Scouting’s foundation of character, achievement, and leadership (where else do fourteen-year-olds lead troops of other teens and pre-teens) enabled Bloomberg’s rise from his roots. At each stage of life, his goals and challenges became larger but he knew how to tackle them. As an entrepreneur, he started a new company and led Bloomberg LP’s growth into a global enterprise that generated a personal fortune he has invested in philanthropy, policy, and most recently, his own presidential campaign. Appropriately, those salesmanship skills he learned in scouting helped him land Bloomberg’s first client.

Wolfe’s quip raises another point that could make Bloomberg formidable and effective. Eagle Scouts are quite different -- conservative and liberal, wealthy and not, black and white, Jewish and Baptist -- yet inside the big tent of scouting, they learn first to understand different perspectives then work together toward common aims. “Brother or sister scouts” is a term used sincerely in troops around the world.


Bloomberg’s two million fellow Eagle Scouts include Sam Walton, Tuskegee Airman Charles McGee, director Steven Spielberg, former Cabinet secretaries Robert Gates, Hank Paulson, Rex Tillerson, and Gary Locke, President Gerald Ford, Ernest Green of the Little Rock Nine and Jim Lovell of “Apollo 13.” Despite their myriad differences, Eagle Scouts hold common values; they develop a worldview informed by duty, cooperation, and service to others. They learn to finish what they start.

When Bloomberg announced his candidacy for the presidency, early polls showed him trailing the field. He never doubted himself and doubled down with a massive media investment. His personal bank account is fueling a rapid climb. The most recent Quinnipiac University national poll places him in third place with 15 percent support.

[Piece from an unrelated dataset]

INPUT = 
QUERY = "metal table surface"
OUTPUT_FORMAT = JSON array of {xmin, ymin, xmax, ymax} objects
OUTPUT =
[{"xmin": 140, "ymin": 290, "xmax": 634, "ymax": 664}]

Early moderate favorite former Vice President Joe Biden has stumbled. As ascendant former South Bend Mayor Pete Buttigieg and Sen. Bernie Sanders, I-Vt., celebrate their Iowa and New Hampshire results, they best look out for the Eagle Scout. One leader for the Democratic nomination labels himself a socialist and the other’s credential is serving as mayor of a 100,000-person city; several Manhattan blocks might hold that many New Yorkers. Many Democratic voters doubt Sanders or Buttigieg can win in November. Those voters might look to Bloomberg who offers something uniquely American as an Eagle Scout.

Of course, nobody can predict the path this Nantucket sleigh ride of a Democratic primary season will take, but Bloomberg’s background in scouting -- as well as business, philanthropy, and government -- would lead me to put good money on the scrappy scout from Medford who can sell politics, as well as Christmas wreaths.